Cüzlere, zerrelere bölünüp parçalanması mümkün olmayan "AHAD", ya sonlu sınırlı bir tektir, ki bu takdirde evrenin herhangi bir yerinde oturmaktadır (!); ya da sonsuz, sınırsız cüzlere ayrılmaz TEK'tir ki, bu takdirde de ancak ve sadece, tekrar ediyorum ancak ve sadece "KENDİSİ" mevcuttur!..
"AHAD" olan "Allah"ın dışında herhangi bir varlığın mevcudiyetini ileri sürmek önce akıl ve mantığa, sonra da iz'an ve insafa sığmaz!..
Düşünelim…
Şayed "Allah"tan ayrı, "Allah"ın dışında bir varlık var ise… Bu varlık ile "Allah" arasındaki sınır nerededir?.. Bu sınırı nerede çizeceksiniz?..
Ya varlık, mevcud, sınırsız sonsuz TEK'tir, ikinci bir varlık yoktur!..
Ya da sınırlı sonlu, evrenin içinde bir yerde, veya evrenin dışında MEKANI OLAN bir TANRI mevcuttur (!)..?
Burada idrak edilmesi en önemli olan şey "SINIRSIZLIK-SONSUZLUK" kavramıdır…
Şimdi bu "sınırsızlık-sonsuzluk" kavramını en - boy - derinlik olarak değil, boyutsal olarak kavramaya çalışalım…
GERÇEKTE, mevcud olan TEK, bölünmez, parçalanmaz, sınırsız-sonsuz olan TEK'tir!.. AHAD'dır!.. Eşi, misli, benzeri, mikro ya da makro planda kendisinin dışında hiç birşey olmayan "Allah AHAD"dır!..
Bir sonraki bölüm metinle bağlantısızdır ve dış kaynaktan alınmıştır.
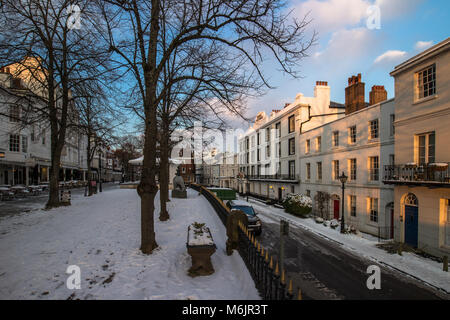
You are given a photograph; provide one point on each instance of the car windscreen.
(247, 210)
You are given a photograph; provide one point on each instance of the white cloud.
(391, 9)
(422, 45)
(390, 56)
(347, 45)
(333, 14)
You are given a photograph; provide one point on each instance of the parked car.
(254, 223)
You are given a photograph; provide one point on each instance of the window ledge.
(419, 101)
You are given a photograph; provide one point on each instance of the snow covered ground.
(101, 235)
(411, 264)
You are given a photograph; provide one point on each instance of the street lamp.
(100, 172)
(343, 179)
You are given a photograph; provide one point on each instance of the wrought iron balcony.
(274, 177)
(431, 174)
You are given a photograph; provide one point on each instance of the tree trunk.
(147, 190)
(89, 159)
(163, 175)
(53, 199)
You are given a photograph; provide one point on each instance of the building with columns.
(305, 147)
(421, 173)
(269, 151)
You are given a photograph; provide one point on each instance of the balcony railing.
(431, 173)
(288, 177)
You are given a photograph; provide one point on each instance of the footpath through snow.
(423, 269)
(101, 235)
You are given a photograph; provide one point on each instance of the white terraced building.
(317, 145)
(268, 151)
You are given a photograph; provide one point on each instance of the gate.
(336, 209)
(411, 225)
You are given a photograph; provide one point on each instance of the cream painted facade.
(372, 201)
(422, 135)
(269, 150)
(221, 170)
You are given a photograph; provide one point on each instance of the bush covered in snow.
(319, 220)
(334, 223)
(297, 204)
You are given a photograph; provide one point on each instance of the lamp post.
(100, 172)
(343, 179)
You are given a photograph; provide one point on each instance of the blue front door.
(411, 225)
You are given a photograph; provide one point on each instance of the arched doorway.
(390, 220)
(411, 205)
(335, 201)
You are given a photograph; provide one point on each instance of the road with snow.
(326, 270)
(32, 203)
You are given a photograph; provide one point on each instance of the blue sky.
(347, 47)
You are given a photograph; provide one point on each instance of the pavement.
(323, 269)
(31, 203)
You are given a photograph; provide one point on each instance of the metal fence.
(270, 282)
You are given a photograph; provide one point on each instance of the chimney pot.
(354, 95)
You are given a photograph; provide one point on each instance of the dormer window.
(426, 82)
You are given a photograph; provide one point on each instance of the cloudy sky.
(346, 46)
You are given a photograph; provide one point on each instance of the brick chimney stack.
(377, 95)
(354, 94)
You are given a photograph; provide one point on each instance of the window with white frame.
(291, 123)
(14, 142)
(308, 171)
(373, 209)
(374, 167)
(319, 170)
(352, 135)
(447, 226)
(352, 167)
(43, 136)
(426, 82)
(292, 169)
(291, 146)
(352, 205)
(392, 127)
(373, 129)
(335, 169)
(24, 144)
(425, 148)
(14, 113)
(335, 138)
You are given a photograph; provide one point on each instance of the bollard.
(399, 249)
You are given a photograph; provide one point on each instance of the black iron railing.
(288, 177)
(412, 173)
(270, 282)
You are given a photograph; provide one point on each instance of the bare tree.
(42, 46)
(248, 31)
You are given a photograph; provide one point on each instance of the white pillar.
(27, 176)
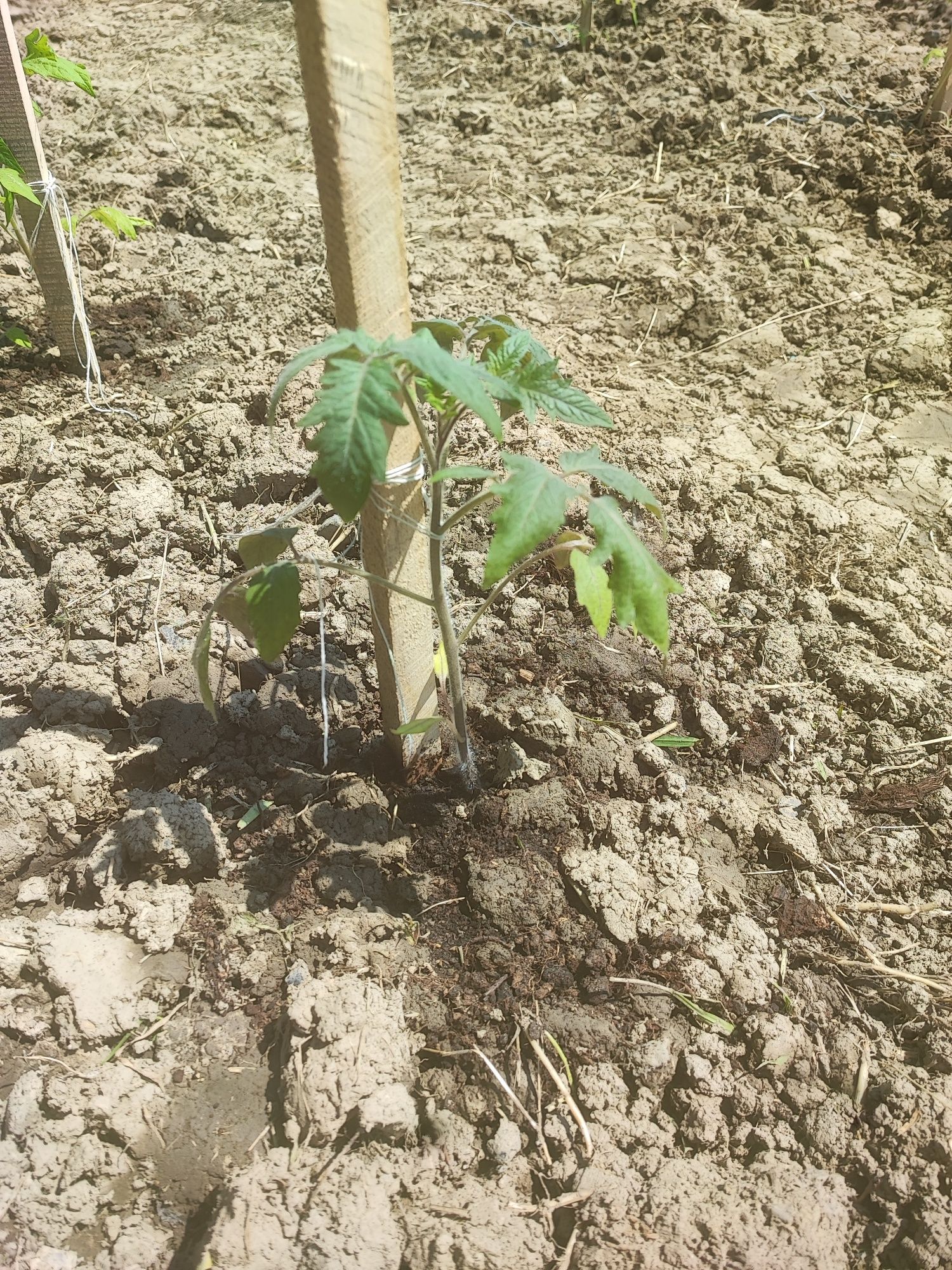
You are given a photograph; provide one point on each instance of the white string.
(56, 206)
(408, 473)
(324, 665)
Ancak biz, mevcut algılama araçlarımıza bağımlı olarak, o TEK yapıyı, çok parçalardan oluşmuş bir bütün gibi değerlendirme yanılgısı içindeyiz!.. Çünki, beynimiz kesitsel algılama araçlarına göre hüküm vermekte!..
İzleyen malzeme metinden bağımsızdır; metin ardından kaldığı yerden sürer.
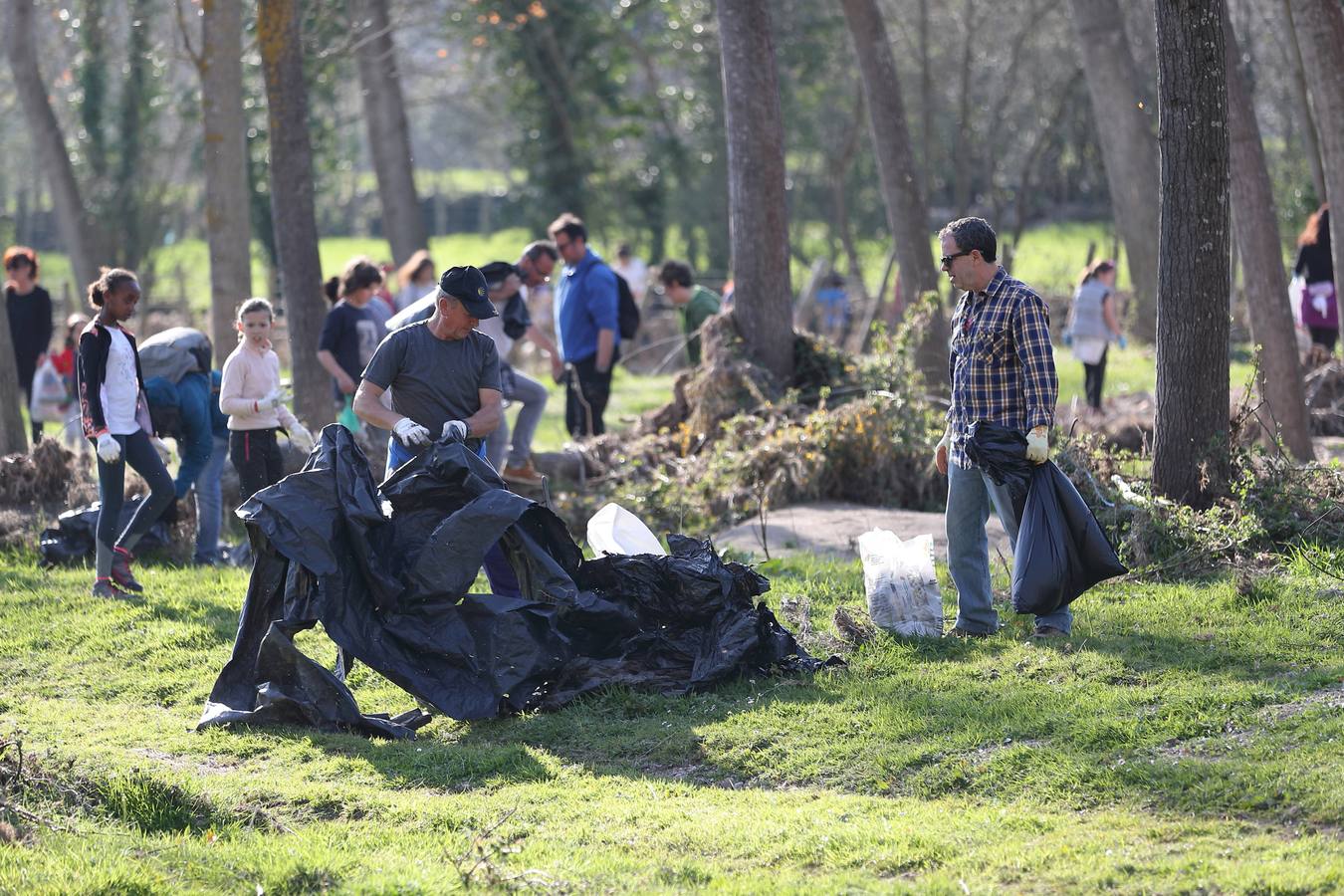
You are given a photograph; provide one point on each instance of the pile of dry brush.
(734, 442)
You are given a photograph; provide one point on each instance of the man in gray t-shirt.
(444, 375)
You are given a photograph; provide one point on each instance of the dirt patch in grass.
(208, 766)
(1329, 697)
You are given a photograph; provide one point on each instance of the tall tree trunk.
(1193, 297)
(1297, 82)
(907, 215)
(227, 214)
(1126, 145)
(292, 203)
(759, 219)
(388, 134)
(77, 231)
(14, 434)
(961, 173)
(1262, 266)
(1320, 34)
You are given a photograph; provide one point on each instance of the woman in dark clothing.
(30, 318)
(115, 419)
(1320, 300)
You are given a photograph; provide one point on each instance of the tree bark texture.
(759, 220)
(1193, 278)
(225, 149)
(907, 215)
(1262, 266)
(1320, 35)
(1126, 145)
(292, 203)
(388, 134)
(77, 231)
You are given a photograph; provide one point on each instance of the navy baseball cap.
(468, 287)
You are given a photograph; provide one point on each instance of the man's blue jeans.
(970, 497)
(500, 573)
(208, 503)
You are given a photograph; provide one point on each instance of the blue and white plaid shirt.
(1002, 362)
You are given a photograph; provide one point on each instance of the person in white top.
(254, 402)
(1093, 326)
(115, 418)
(417, 278)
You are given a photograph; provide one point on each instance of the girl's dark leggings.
(256, 456)
(1093, 377)
(142, 458)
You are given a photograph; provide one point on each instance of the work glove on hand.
(1037, 445)
(302, 438)
(411, 433)
(110, 452)
(164, 452)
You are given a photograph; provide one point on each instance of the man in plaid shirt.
(1003, 369)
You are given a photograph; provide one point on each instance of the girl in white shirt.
(115, 418)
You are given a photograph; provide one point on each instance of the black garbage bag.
(392, 594)
(1060, 549)
(72, 541)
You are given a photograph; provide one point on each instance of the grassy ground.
(1183, 742)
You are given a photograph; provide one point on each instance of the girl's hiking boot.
(121, 576)
(105, 588)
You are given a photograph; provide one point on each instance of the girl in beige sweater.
(252, 398)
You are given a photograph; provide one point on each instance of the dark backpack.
(628, 314)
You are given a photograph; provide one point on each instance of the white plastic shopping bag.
(903, 595)
(613, 530)
(50, 400)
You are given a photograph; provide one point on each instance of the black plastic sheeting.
(76, 534)
(392, 594)
(1060, 549)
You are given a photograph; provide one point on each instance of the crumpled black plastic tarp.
(1060, 549)
(392, 594)
(72, 541)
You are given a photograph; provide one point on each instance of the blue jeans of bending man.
(971, 493)
(531, 395)
(498, 569)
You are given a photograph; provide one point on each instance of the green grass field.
(1189, 739)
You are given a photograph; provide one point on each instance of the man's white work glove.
(302, 438)
(411, 433)
(164, 452)
(110, 452)
(1037, 443)
(275, 398)
(940, 453)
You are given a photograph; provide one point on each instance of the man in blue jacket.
(586, 327)
(188, 411)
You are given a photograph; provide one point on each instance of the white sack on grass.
(903, 595)
(613, 530)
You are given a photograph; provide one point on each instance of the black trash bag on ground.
(1060, 549)
(72, 541)
(391, 592)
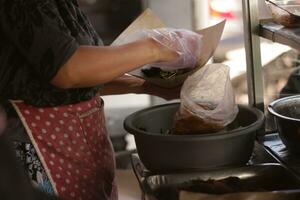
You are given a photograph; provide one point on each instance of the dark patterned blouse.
(36, 38)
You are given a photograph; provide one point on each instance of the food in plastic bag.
(207, 101)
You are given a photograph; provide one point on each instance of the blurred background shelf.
(277, 33)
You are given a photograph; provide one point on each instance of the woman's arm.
(90, 66)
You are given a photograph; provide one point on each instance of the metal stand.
(252, 47)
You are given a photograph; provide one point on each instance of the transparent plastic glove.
(187, 44)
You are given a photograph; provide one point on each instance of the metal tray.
(266, 177)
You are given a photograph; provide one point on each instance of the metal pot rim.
(272, 105)
(223, 134)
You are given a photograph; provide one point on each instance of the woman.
(52, 60)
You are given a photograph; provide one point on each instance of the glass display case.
(258, 79)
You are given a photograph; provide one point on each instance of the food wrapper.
(207, 101)
(148, 20)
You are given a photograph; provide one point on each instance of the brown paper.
(148, 20)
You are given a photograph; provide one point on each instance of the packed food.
(207, 102)
(154, 72)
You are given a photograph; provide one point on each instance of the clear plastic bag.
(187, 44)
(207, 101)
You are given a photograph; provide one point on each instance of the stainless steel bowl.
(286, 112)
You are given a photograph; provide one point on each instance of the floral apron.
(73, 146)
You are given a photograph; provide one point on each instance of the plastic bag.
(187, 44)
(207, 101)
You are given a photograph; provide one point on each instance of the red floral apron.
(73, 146)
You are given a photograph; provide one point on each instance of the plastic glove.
(187, 44)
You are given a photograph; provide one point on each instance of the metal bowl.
(285, 13)
(286, 112)
(162, 152)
Oysa beyin, kesitsel algılama araçlarının yani beş duyusunun son derece sınırlı değerlendirme kapasitesi ile kayıtlı kalmasa… Bu sınırlar içinde algıladığı verileri, sadece, evrendeki sayısız varlıklardan birer kesit veya birer örnek kabul etse…
Sonra derin bir tefekkür ile, algılayabildiği örneklerden; daha nelerin mevcut olabileceğini tespit edebilse… Ve sonra, onların yapısal derinliklerine doğru, boyutsal bir seyahat yaparak, evrensel ÖZ ile karşılaşsa… Ve nihayet kendi "ben"liğinin dahi o evrensel "ÖZ" içinde "yok" oluşunu farkedebilse…
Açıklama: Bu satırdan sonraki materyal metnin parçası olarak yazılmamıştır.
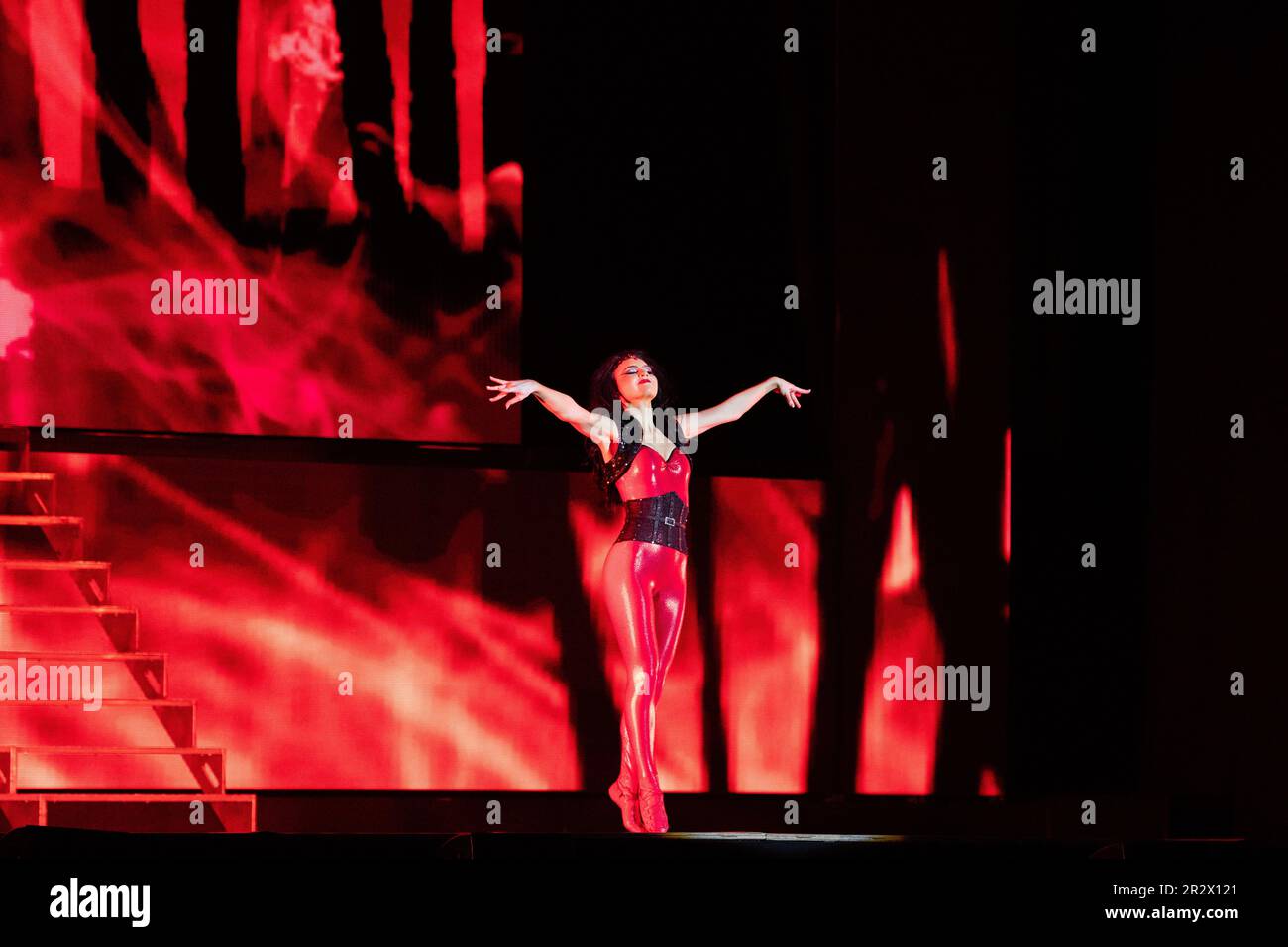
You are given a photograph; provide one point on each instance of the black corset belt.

İşte bu işin çok önemli bir yanı…
Konunun ikinci önemli yanı da şurası…
Hazreti MUHAMMED'in açıkladığı "Allah", "AHAD" yani sınırsız-sonsuz, zerrelere ayrılmaz olduğuna ve bu durum her yöne ve her BOYUTA şamil bulunduğuna göre; bu takdirde O'nun varlığı yanısıra, varolabilecek ikinci bir varlık, nerede, hangi BOYUTTA veya hangi başlangıç noktasında O'nun varlığına bir sınır çizerek, kendine yer açabilecektir?!..
"AHAD Allah" dışında var kabul edilecek ikinci bir varlığın, TANRI'nın yeri neresidir?..
"Allah"ın içinde mi, yoksa dışında mı?!..
"Allah", sonsuz-sınırsızdır, dedik…
"Allah"ın sınırsız-sonsuz oluşu dolayısıyla bir MERKEZİ olması da muhaldir!..
Bir şeyin merkezi olması için, onun sınırları olması, bu sınırların köşelerinin kesiştiği noktanında merkez kabul edilmesi gerekir…
Halbuki, "Allah"ın sınırı yoktur…
Sınırı olmayan şeyin, merkezi de olmaz!.. Merkezi olmayan şeyin özü, içi ve dışı da olmaz!..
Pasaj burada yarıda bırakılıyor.